Kolejna premiera, kolejna nowa marka. Zaczynamy od efektu typu pogłos, ale stworzonego nie dla wszystkich. To jest industrialne i zaczepne brzmienie dla odważnych.
Witamy na łamach TopGuitar nową manufakturę z USA. Jej siłą napędową jest muzyk, który odkrył smykałkę do dłubania w gitarowej elektronice. Oliver Ackermann rozpoczynał w lokalnym zespole na Rhode Island, tam też poszedł do collage’u i tam postanowił spróbować własnych sił jako twórca gitarowych efektów. Wynajął magazyn niedalego Brooklynu, nazwał go właśnie Death By Audio i stał się szybko istotną częścią muzycznego środowiska, które tworzyło się wokół tego miejsca. Niedługo później zaczęły się w nim odbywać spotkania, wernisaże, koncerty, zaczęli bywać twórcy nowojorskiego undergroundu. W takim to kontekście, w 2002 roku pojawiły się na rynku efekty Olivera, a jego muzyczne kontakty pozwoliły mu trafić od razu na sam top – jego zabawek zaczęli używać panowie z Nine Inch Nails, U2 i Wilco. Oznaczało to, że ich jakość jest na wysokim poziomie, a brzmienia na tyle oryginalne i atrakcyjne, iż śmiało można było zdobywać z nimi świat.

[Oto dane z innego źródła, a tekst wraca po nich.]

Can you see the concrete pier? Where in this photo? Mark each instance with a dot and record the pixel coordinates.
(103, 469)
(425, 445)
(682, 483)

Wieczorek zapoznawczy rozpoczynamy zatem od generatora gitarowych pogłosów rodem z kosmosu. W tym przypadku mamy do czynienia z czymś, czego prawdopodobnie wcześniej nie słyszeliśmy, przynajmniej ja odniosełme takie wrażenie. To go generuje Reverberation Machine to nie są pogłosy dla grzecznych dziewczynek i nie usłyszymy tu idyllicznych przesłodzonych muzycznych krajobrazów. Mamy za to pogłosy zadziorne, pogmatwane, ale w cudowny sposób, takie, których nie postydziliby się wplatać wszyscy alt-rockmeni świata. Dzięki urządzeniu włączymy się w syntetycznym kreowanie twórczej atmosfery, zaszczepimy naszemu zespołowi progresywny, art-rockowy sznyt, choć byśmy na co dzień grali jakiś zwykły melodyjny pop. Reverberatiom Machine generuje całe szeregi ułożonych pojedynczo pogłosów, aż po prawdziwą kakofonię dźwięków, kaskady zaskakujących muzycznych wydarzeń, spiętrzonych pionowo lub rozciągniętych w czasie i przestrzeni. I jedne i drugie typy pogłosu obezwładniają i olśniewają. Dla mnie sprawiają wrażenie bardzo niepokornych, orzeźwiających, odkrywczych, innowacyjnych, choć swoim klimatem i charakterem sięgają czasem daleko w muzyczną historię rocka. Jak podaje producent Reverberation Machine można używać z jakimkolwiek instrumentem, aby nadać mu głębi i symulować różne otoczenia, ale ja wiem jedno – sygnał gitary przepuszczony przez tę kostkę, zyskuje zupełnie inny wymiar. Podkręcając parametr altitude usłyszymy jak pogłos nabiera melancholijnego, przesterowanego lśnienia. Potencjometr verb odpowiada za zawartość sygnału wet w sygnale dry. Używając jedynego przełącznika na pokładzie (dark/light) uzyskujemy kompletnie inne barwy modulacji.
Jak dla mnie kompletne zaskoczenie, że trzema potami i jednym przełącznikiem można wykreować takie rzeczy. Jeszcze jedna kostka, która ma w sobie to „coś”!